Niyetim bu iki caddeyi anlatmak değil. Burada bir aksaklığa ve trafikteki kargaşaya dikkat çekmek istiyorum. Meram İtfaiye ışıklarından sağa dönüp önümüze gelen ilk ışıktan sonra yol iki şeritli olmasına rağmen tek şeride iniyor. Çünkü şeridin bir tanesi, sağ taraftaki yüksek katlı bina sahiplerinin araçları tarafından işgal edilmiş durumda. Çünkü bir ışıktan diğer ışığa kadar yolun sağı kat maliklerinin park yeri. Işığa iki şerit olarak gelen araçlardan, yolun sağında olanlar, yollarına devam etmek için sola sinyal vererek sol şeritten gelen araçların önüne geçmek zorunda kalıyor. Bu da trafiği aksatıyor.
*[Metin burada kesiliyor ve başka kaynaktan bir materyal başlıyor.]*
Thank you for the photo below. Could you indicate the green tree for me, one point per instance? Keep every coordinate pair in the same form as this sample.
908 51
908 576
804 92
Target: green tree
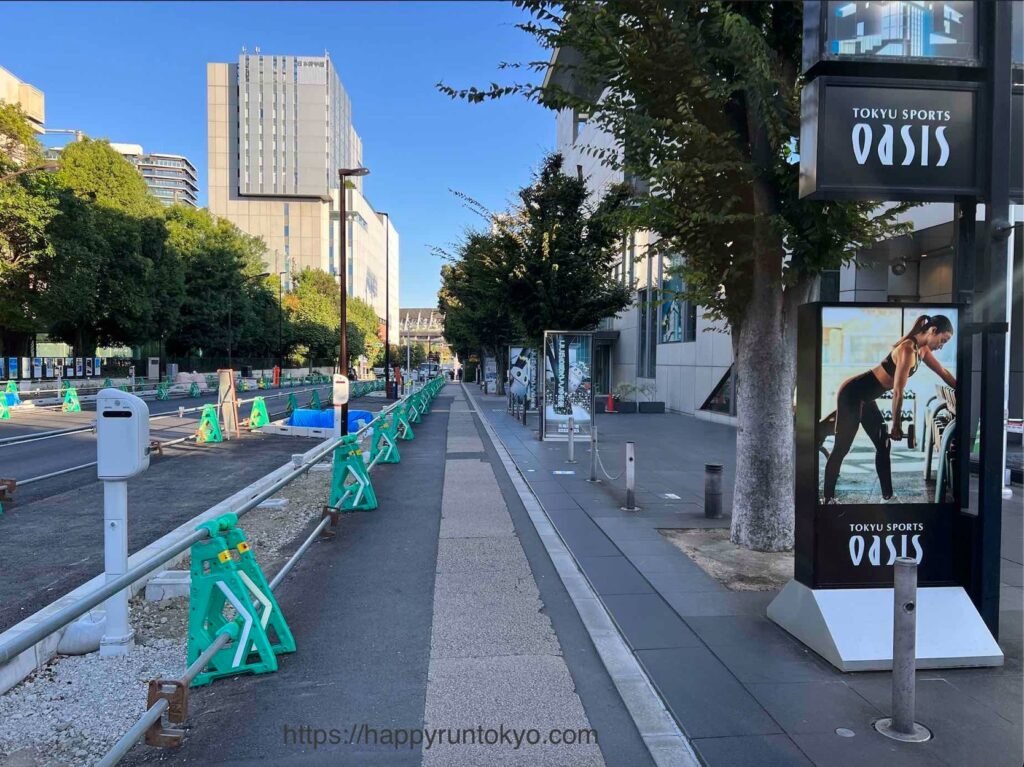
28 205
547 264
702 100
364 317
475 298
313 307
114 245
219 263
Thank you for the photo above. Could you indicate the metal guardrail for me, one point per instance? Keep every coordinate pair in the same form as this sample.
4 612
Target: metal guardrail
155 712
165 443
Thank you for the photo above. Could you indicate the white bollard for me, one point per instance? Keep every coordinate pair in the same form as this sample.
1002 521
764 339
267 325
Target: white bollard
631 477
118 636
122 452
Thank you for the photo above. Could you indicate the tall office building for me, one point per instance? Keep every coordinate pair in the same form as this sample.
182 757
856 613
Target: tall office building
29 97
171 178
279 129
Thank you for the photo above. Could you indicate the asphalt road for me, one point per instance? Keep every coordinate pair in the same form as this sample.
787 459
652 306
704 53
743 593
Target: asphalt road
22 461
62 515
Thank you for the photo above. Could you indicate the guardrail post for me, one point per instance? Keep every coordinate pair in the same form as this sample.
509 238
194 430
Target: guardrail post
593 453
713 491
901 725
631 477
118 635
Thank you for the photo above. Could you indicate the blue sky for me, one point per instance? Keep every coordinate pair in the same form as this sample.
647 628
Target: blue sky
136 73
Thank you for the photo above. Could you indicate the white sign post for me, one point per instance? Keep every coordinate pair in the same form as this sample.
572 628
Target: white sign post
122 452
339 397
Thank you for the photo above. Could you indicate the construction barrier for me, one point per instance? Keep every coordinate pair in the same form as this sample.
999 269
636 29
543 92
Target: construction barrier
224 572
71 403
351 488
258 417
209 428
11 396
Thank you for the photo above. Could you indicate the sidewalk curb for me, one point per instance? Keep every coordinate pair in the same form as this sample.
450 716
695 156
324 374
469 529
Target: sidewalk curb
667 743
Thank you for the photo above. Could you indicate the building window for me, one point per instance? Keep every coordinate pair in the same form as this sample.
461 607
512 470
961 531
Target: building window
828 288
647 349
723 397
679 316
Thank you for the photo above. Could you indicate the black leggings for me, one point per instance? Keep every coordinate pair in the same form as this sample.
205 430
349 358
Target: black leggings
855 407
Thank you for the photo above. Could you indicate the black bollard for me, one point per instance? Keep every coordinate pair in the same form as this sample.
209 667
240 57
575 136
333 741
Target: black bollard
713 491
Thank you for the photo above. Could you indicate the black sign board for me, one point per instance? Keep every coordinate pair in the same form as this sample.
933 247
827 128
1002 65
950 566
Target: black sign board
1017 143
861 496
868 138
938 32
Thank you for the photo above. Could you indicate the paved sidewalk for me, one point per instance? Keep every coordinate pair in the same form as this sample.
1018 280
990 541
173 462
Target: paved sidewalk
743 690
437 611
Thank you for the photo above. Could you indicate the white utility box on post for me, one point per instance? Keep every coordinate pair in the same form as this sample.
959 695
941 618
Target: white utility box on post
339 396
122 452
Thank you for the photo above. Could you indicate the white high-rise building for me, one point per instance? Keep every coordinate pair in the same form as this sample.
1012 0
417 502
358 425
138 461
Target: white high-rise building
279 129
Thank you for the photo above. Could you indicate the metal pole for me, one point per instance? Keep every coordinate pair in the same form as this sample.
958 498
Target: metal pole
631 477
990 291
117 639
229 302
387 307
901 725
342 428
713 491
593 453
281 326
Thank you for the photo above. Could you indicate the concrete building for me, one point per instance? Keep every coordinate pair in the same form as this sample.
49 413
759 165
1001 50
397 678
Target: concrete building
171 178
279 129
30 98
424 326
687 358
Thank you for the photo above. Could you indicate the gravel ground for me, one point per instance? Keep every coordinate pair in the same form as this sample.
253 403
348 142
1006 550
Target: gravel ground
735 567
71 713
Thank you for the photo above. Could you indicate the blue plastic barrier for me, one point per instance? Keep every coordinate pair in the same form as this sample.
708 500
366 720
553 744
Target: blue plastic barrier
325 419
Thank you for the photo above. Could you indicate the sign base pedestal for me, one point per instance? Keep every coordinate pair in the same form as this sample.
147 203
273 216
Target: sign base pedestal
852 629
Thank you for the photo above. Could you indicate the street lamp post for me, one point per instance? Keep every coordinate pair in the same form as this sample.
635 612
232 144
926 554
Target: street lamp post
230 304
344 173
387 309
281 322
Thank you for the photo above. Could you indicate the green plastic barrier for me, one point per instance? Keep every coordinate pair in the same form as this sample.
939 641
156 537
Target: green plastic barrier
356 495
258 417
71 403
209 428
384 448
224 572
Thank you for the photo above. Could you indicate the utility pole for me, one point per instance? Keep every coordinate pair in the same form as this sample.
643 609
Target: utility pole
343 174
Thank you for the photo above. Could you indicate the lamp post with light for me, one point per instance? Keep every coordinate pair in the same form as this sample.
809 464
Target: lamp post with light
343 174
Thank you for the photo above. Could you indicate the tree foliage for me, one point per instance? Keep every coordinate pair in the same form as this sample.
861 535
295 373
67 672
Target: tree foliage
702 100
546 264
89 256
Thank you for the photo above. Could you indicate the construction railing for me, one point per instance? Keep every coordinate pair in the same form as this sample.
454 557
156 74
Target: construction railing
224 571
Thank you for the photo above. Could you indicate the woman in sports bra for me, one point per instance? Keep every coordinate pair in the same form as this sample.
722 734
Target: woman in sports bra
855 406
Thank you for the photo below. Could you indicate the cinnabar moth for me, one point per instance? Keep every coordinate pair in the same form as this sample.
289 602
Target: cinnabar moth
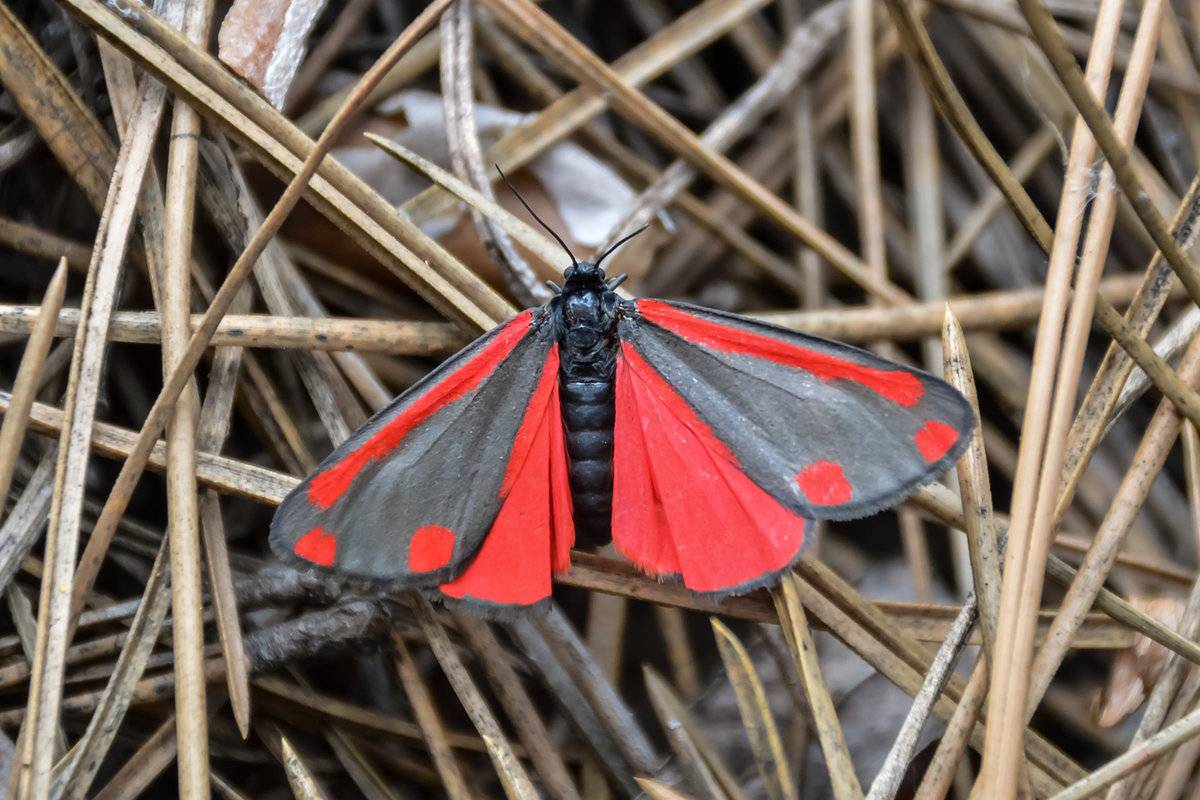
702 443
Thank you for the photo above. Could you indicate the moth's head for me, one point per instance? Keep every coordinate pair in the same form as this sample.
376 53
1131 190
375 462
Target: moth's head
582 275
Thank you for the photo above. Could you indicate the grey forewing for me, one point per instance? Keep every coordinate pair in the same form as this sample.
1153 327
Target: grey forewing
777 420
447 471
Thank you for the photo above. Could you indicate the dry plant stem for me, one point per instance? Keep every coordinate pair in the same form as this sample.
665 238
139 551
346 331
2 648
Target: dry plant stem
756 716
1135 758
337 193
510 770
300 777
1099 403
825 716
1091 263
683 37
45 97
1021 588
915 38
77 770
425 711
1031 155
657 791
975 488
805 48
183 507
395 337
1147 461
153 757
892 774
225 296
83 386
467 152
35 241
1045 32
519 705
985 311
481 204
29 376
697 759
558 632
544 32
1176 669
935 785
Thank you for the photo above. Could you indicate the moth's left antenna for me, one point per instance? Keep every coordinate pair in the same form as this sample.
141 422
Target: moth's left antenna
619 242
534 215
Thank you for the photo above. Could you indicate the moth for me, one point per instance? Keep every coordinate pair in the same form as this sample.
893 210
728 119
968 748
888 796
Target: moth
701 444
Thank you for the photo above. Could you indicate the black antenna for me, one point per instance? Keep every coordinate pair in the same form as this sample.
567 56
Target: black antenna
534 215
619 242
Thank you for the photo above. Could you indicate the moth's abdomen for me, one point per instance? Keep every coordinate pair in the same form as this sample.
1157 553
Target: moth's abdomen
588 414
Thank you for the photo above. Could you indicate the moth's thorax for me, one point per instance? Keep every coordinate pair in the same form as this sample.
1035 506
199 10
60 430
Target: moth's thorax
586 328
585 316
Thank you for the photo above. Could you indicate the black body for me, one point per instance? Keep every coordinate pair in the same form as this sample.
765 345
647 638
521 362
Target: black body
585 316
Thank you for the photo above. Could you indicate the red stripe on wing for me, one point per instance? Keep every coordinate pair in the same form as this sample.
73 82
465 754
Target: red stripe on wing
329 486
898 385
533 533
681 503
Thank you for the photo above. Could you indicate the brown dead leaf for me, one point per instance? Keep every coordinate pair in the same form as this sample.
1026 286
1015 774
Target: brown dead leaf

Ana caddeye araç park edilmesini, park edilen araçların sabahtan akşama orada durmasını inanın anlamış değilim. Oradan geçerken bu yolda park yasağı olması lazım diyorum ama gözüme çarpan bir yasak da göremedim. Gördüğüm kadarıyla evi cadde boyunda olan kat maliklerinin araçlarını ana caddeye park etmesinin önünde hiçbir engel yok. Bu yüzden trafiği tek şeride indirecek şekilde yol boyu park etmeleri analarının ak sütü gibi kendilerine helal. Çünkü ne park yasağı var ne belediye bir şey diyor ne trafik buraya park etmek uygun değil diyor ne de aracını park edenler biz buraya aracımızı park ederken, buradan kalkarken ve park esnasında akan trafiği engelliyoruz. Bu yüzden araçlarımızı ara ve arka sokaklara koyalım diyor.
Burada, sakinlerin araçlarını park edeceği yer yok. Nereye koysunlar. Mecburen yola koyacaklar diyebilirsiniz. Pekala, ara ve arka sokağa koyabilirler. Bunun için biraz yürümeleri gerekecek. Vatandaş, aracını trafiği engellemeyecek şekilde uzağa park edip niye yürüsün. Çünkü bizim anlayışımızda; ev alırken, dükkan kiralarken sadece ev ve dükkanı kiralamıyor veya almıyoruz aynı zamanda yol da bizimdir. Pencereden görecek şekilde aracımız gözümüzün önünde olacak. Trafiği aksatıyormuş. Bu bizim meselemiz değil. Olsa olsa sürücülerin meselesi olur. Yola çıkmışlar ve bu yolu kullanıyorlarsa, ona da katlanacaklar. Millet olarak bakış açımız bu maalesef.
Ahmet Özcan Caddesi çok eski bir cadde olsa, geçmişte planlama eksikliği var diyeceğim ama bu caddenin trafiğe açılmasının fazla bir geçmişi yok. Öyle zannediyorum, buralara bina dikilirken birkaç daire daha fazla çıkarılsın düşüncesiyle park yerleri es geçilmiş. Nasılsa bizim milletimiz işini bilir denmiş olmalı.
Sebep her ne ise bu aşamadan sonra buradaki binalar yıkılamayacağına göre sorumlu yetkililerden istediğimiz, yolu tek şeride indiren bu alternatif ana caddeye araç parkını yasaklanmaları, burada oturanların binanın arka taraflarına araçlarını park etmeleri için bir planlama yapmalarıdır.